You know how the story goes: A wise king once built his glorious empire to great heights, only for it to be torn to shreds later by an inept son. Eventually the empire eventually gets swallowed up by a rival kingdom — no happy ending here.
What applied to the Ancient Romans, Greeks, and Egyptians is also relevant to family businesses today. Parents build their businesses from nothing, hoping that eventually the second and third generation would be able to carry it forward and expand the castle.
These were some of the things discussed at a recent CEO Leadership Exchange Series, held on July 28 at the Singapore Management University. What emerged was that running and working in a family business is filled with challenges that require unique solutions.
I glean some lessons from the event that can be applied to your own family business.
The 2nd generation need more encouragement and support as they integrate into the business.
According to Prof Kevin Au, co-founder and associate director of Centre for Entrepreneurship at The Chinese University of Hong Kong, company founders tend to underestimate the pressure and difficulty faced by the 2nd generation as they learn the ropes.
Besides facing high expectations from daddy or mommy, they have to face up to the staff, who have their eyes on them. That is why family support from parents, especially when they are the CEO of the company, is crucial. Kevin also notes that the 2nd generation could use more structured and formalized training as they are initiated into the business.
It’s quite common for the 2nd generation to be tossed into the sea and learn how to swim by themselves. Having a clearly defined role from the onset would also help them navigate the waters.
Make sure special treatment, or perceptions of favortism, do not occur.
If you think office politics is bad, wait until you join a family business, which brings a whole new level of complexity to office dynamics. If managed poorly, accusations of favortism can set in, causing a negative effect in the office.
This trend was observed in a study done in the US, says Prof Kevin. A “descendant deficit” was often found in family businesses when the founder handed over the reins to their children. After the transition, business productivity floundered, and the staff became less motivated. One possible reason: the staff simply do not respect the baton-receivers as much.
To avoid this, more care must be take to foster a strong company culture and identity. Staff must also feel like they belong.
Says Cheng Woei Fen, executive chairman of Mun Siong Engineering, who runs the company with her husband: “Yes, my family is important, but I always remember to treat my staff like family too.”
Also, the onus is on the family members in a company to earn the respect of the staff. Johnny Soon, chairman and CEO of marine and oil and gas company Heatec Jietong, says: “We must always work harder than other people to show good example to others.”
Hire an independent senior director to the company.
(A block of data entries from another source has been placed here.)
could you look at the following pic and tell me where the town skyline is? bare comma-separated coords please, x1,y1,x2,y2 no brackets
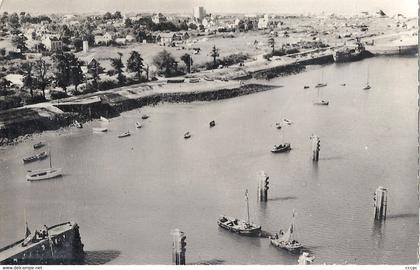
0,0,417,17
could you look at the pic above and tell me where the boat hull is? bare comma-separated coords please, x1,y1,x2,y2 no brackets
26,168,63,181
271,144,291,153
270,238,303,252
217,217,261,236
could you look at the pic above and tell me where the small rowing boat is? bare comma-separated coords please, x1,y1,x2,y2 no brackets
135,122,142,128
118,131,131,138
271,143,291,153
23,151,48,164
184,132,191,139
33,142,45,149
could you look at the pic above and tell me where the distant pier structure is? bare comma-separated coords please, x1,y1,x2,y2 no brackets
171,229,186,265
257,171,269,202
310,134,320,161
373,186,388,221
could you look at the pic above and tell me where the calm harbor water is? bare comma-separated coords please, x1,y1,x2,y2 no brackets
0,57,417,265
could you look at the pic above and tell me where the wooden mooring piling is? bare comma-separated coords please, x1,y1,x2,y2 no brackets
257,171,269,202
373,186,388,221
171,229,186,265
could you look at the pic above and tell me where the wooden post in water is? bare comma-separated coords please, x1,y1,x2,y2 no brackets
310,135,320,161
257,171,269,202
373,186,388,221
171,229,186,265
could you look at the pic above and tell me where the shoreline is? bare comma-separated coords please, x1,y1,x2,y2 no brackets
0,57,311,146
0,81,280,146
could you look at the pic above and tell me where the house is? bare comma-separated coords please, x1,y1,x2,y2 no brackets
158,33,176,46
152,13,167,24
258,15,270,29
126,35,135,43
94,32,114,45
115,38,127,45
41,35,63,52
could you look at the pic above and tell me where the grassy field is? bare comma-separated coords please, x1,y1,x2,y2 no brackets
75,31,273,73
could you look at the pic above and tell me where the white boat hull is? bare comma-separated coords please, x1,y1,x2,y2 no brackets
26,168,63,181
93,127,108,133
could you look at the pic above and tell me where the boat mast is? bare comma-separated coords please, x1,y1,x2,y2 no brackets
245,189,250,224
49,150,52,168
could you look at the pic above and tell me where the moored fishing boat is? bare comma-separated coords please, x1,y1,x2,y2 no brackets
209,120,216,127
33,142,45,150
118,131,131,138
26,152,62,181
275,122,282,129
271,143,291,153
313,100,329,106
135,122,142,128
23,151,48,164
270,210,303,252
141,114,149,120
92,127,108,133
184,132,191,139
26,168,63,181
217,190,261,236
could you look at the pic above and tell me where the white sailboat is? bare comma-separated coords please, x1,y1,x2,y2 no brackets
26,151,62,181
313,85,329,106
363,66,371,90
315,69,327,88
93,116,109,133
270,210,303,252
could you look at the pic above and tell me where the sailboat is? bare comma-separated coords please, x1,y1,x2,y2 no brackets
315,69,327,88
313,85,329,106
26,151,62,181
363,67,371,90
217,189,262,236
93,117,109,133
270,210,303,252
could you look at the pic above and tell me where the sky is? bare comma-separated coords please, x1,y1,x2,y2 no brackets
0,0,418,17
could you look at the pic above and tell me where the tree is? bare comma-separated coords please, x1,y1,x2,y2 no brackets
126,51,144,80
125,18,132,28
11,33,27,52
0,77,11,96
188,23,197,30
21,62,35,99
35,58,50,98
53,53,74,93
87,58,103,90
180,53,193,73
268,36,275,54
7,12,20,31
152,50,177,77
113,11,122,19
111,52,126,84
103,12,112,20
70,59,84,92
210,45,219,68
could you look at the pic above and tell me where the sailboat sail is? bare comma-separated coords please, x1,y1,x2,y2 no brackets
280,210,295,242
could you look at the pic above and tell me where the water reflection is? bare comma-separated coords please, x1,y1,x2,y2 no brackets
371,221,386,249
82,250,121,265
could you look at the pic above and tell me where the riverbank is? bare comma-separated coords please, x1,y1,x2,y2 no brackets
0,80,279,145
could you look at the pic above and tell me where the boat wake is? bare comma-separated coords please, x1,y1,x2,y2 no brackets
267,196,297,201
189,258,225,265
386,213,418,219
82,250,121,265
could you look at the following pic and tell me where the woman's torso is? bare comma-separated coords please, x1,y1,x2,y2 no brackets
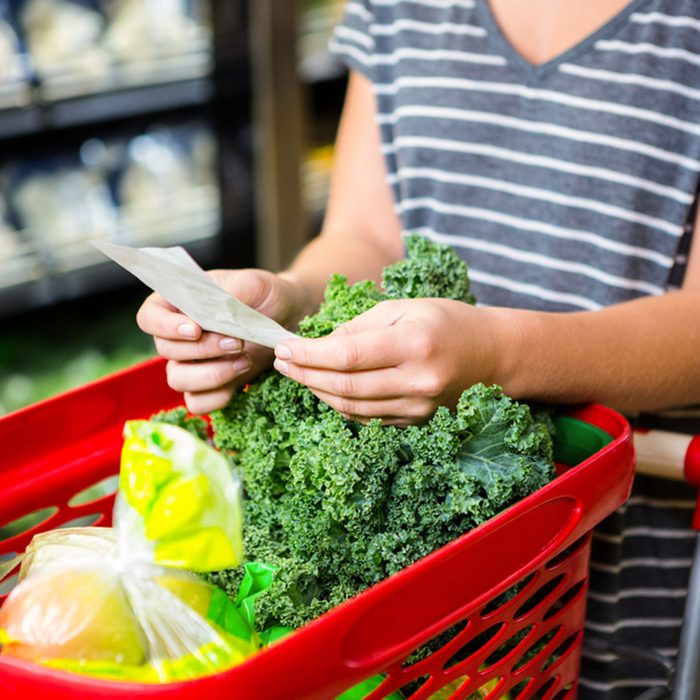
331,2,700,697
331,0,700,314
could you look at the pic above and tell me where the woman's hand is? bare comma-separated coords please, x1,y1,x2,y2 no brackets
273,298,508,425
137,268,308,415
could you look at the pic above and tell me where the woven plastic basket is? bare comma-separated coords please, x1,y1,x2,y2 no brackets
0,358,633,699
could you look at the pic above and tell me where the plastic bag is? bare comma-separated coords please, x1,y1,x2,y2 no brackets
0,419,254,682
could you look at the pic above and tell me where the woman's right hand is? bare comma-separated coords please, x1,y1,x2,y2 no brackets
137,268,308,415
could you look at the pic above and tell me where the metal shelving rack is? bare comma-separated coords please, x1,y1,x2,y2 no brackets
0,1,348,314
0,0,255,318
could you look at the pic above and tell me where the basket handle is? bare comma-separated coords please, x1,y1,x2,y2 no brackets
633,430,700,481
634,430,700,530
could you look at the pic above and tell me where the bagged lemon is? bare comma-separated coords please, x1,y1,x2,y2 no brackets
0,420,254,683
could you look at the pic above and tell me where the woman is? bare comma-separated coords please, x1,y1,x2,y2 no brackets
138,1,700,696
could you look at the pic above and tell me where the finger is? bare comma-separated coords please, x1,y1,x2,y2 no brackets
275,326,407,372
310,388,435,425
166,355,252,394
273,360,406,400
137,293,203,340
154,332,244,361
183,386,236,415
181,349,272,415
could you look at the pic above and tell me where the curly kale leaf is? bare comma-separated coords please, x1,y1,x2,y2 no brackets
382,234,476,304
149,406,209,441
206,235,554,631
297,275,383,338
209,383,554,630
297,233,475,339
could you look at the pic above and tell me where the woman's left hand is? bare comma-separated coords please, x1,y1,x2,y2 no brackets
273,298,506,425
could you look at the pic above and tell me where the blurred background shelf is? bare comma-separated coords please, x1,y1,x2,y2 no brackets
0,0,253,315
0,78,220,136
43,77,218,129
0,0,254,414
0,0,348,415
298,0,345,84
0,105,42,138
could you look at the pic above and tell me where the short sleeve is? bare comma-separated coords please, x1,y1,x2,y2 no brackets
328,0,376,81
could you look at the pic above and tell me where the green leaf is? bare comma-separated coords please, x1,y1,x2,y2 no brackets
336,675,403,700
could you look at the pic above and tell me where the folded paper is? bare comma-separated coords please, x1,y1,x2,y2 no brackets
92,241,298,348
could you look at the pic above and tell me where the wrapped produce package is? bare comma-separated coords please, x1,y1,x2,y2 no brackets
0,420,256,683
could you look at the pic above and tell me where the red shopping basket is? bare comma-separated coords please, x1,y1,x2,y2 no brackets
0,357,634,700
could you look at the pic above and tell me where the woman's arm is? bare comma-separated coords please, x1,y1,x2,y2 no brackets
501,218,700,413
274,214,700,422
283,71,404,316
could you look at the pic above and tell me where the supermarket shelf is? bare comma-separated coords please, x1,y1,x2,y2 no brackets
298,51,346,84
0,235,213,318
0,105,43,139
0,76,219,140
0,82,33,111
0,196,254,318
36,43,213,101
46,77,216,129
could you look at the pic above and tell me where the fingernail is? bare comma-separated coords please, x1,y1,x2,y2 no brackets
275,344,292,360
220,338,242,352
274,359,289,375
178,323,198,339
232,356,251,374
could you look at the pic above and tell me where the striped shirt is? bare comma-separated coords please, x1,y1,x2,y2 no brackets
330,1,700,697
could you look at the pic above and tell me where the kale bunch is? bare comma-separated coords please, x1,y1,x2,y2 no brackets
207,235,554,630
297,233,475,337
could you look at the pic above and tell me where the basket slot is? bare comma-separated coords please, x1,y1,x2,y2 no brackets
479,572,537,618
0,446,118,551
68,476,120,508
543,580,586,622
442,622,505,672
389,539,593,699
0,507,59,543
482,624,536,669
401,620,470,670
512,627,561,673
513,575,566,620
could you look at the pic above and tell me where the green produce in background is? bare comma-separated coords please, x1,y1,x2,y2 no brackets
0,292,153,416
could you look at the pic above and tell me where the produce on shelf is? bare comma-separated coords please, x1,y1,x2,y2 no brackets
118,125,219,243
0,5,28,92
102,0,211,64
207,235,555,631
11,160,119,259
0,420,258,682
0,122,220,279
19,0,211,91
21,0,111,83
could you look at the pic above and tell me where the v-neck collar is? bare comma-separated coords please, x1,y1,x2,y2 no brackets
476,0,655,83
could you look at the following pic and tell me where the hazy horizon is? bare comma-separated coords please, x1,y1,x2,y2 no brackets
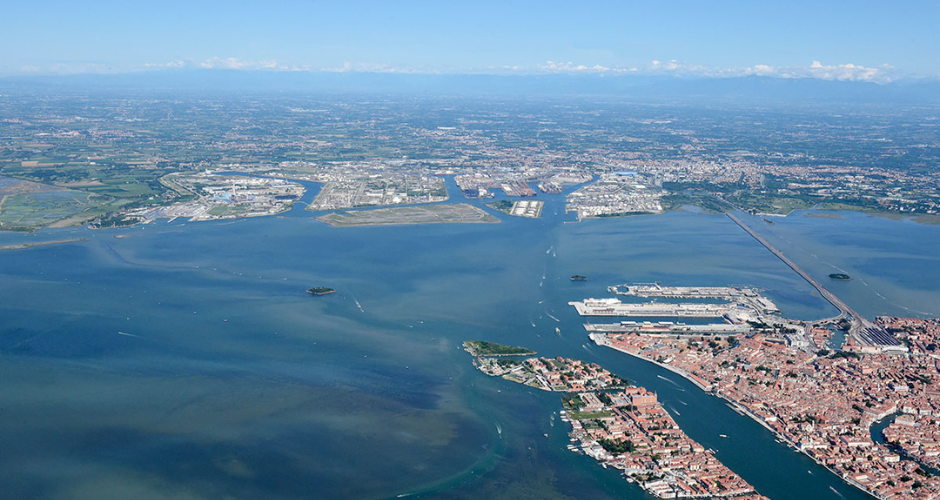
4,1,938,83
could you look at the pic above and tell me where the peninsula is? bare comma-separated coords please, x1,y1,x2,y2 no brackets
469,349,769,499
0,238,86,250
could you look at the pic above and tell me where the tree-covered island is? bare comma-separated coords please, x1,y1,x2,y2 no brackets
463,340,536,357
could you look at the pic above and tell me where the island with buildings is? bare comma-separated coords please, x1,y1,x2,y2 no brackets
590,317,940,499
468,346,770,499
574,276,940,500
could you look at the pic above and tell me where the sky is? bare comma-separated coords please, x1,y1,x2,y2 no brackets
3,0,938,82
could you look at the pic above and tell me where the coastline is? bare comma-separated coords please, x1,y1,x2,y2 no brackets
0,238,87,250
591,334,885,499
590,334,710,392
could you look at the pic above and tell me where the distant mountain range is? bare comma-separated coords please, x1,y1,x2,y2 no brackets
2,70,938,104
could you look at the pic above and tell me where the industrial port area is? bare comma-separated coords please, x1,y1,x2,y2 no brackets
569,283,782,338
119,172,306,224
569,275,907,357
564,275,939,499
556,213,936,499
569,213,908,357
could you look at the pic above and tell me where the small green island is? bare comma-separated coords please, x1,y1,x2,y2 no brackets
570,275,587,281
828,273,852,281
463,340,536,357
306,287,336,295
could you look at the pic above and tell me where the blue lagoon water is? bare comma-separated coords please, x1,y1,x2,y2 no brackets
1,188,937,499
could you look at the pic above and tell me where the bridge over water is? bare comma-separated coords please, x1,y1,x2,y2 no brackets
726,213,898,349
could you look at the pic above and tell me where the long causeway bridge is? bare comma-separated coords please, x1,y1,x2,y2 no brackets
726,213,901,349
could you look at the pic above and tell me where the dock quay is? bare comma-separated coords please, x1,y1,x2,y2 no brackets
569,298,735,317
584,321,751,335
608,282,779,314
610,283,758,300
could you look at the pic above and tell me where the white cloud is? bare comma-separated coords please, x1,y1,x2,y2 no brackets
650,59,687,72
538,61,636,74
7,56,899,83
320,61,431,74
492,58,895,83
745,64,777,76
798,60,892,82
143,60,189,69
200,57,283,70
644,59,894,83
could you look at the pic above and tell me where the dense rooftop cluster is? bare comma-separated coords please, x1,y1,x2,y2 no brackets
472,352,770,499
596,316,940,499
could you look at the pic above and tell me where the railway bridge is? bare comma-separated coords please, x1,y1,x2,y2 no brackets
726,213,901,350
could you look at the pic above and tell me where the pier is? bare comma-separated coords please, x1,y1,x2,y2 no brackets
569,298,736,318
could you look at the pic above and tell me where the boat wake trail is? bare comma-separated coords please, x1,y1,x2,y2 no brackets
349,295,365,313
657,374,678,385
657,375,685,391
859,278,934,315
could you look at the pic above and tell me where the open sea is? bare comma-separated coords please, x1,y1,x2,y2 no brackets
1,179,938,500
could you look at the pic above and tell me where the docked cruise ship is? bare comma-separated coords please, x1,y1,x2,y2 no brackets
583,320,751,335
568,298,733,317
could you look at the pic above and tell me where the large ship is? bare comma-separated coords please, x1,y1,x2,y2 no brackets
583,320,751,335
568,298,732,317
573,298,620,315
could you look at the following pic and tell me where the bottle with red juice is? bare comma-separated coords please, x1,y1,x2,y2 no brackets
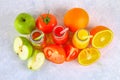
52,26,69,45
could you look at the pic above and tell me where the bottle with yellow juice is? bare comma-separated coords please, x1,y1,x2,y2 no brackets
72,29,91,49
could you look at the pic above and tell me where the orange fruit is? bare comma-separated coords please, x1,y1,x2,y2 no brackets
78,48,100,66
90,26,113,48
64,8,89,32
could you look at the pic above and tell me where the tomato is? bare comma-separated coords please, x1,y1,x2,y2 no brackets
36,14,57,33
43,44,66,64
64,44,79,61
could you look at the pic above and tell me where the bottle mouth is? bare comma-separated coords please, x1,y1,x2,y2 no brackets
30,29,44,44
76,29,89,41
53,26,67,38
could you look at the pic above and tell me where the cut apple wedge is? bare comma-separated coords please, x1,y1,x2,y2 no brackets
27,50,45,70
13,36,33,60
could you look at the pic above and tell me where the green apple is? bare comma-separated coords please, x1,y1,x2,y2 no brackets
14,13,35,34
13,36,33,60
27,50,45,70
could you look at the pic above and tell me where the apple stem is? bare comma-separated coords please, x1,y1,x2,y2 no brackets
60,28,69,35
21,17,26,22
29,67,32,70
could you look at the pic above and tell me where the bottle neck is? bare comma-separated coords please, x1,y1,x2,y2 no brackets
76,30,89,41
30,29,44,44
53,26,67,38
Besides offering a more objective perspective about where the company should head, an independent senior staff can also act as a mentor to the 2nd generation. For Chang Yee Ling, the operations director at seafood restaurant Red House, she thinks it’s helpful to have an additional mentor as it is ”sometimes easier to learn from someone other than my parents.”
Prof Kevin adds that an independent director can also dispel grumblings of favortism, since she or he is in a position of authority to make decisions for the company.
Ensure that your successor has a track record before he or she takes over the company.
This is especially crucial for listed companies that need to please investors. Having an unknown and untested family member take over the business could erode investor confidence and create skepticism. Which is why potential successors need to generate their own track record, either inside or outside the company.
David Chuang, business development executive at Petra Foods and son of CEO John Chuang, plied his trade in corporate finance for a good number of years before finally joining his dad’s company. The family has a rule that they must work outside for at least two years before joining the business.
Jeffrey Soon, who is Johnny’s son, rose through the ranks from within the company. He worked from the bottom as a project engineer, literally eating and resting with the workers on-site. He later became a project manager, before assuming his current position as a business development and sales manager.
The idea is that by the time he is ready to take over the company, he would be familiar with all aspects of the business and expand the castle beyond its current walls.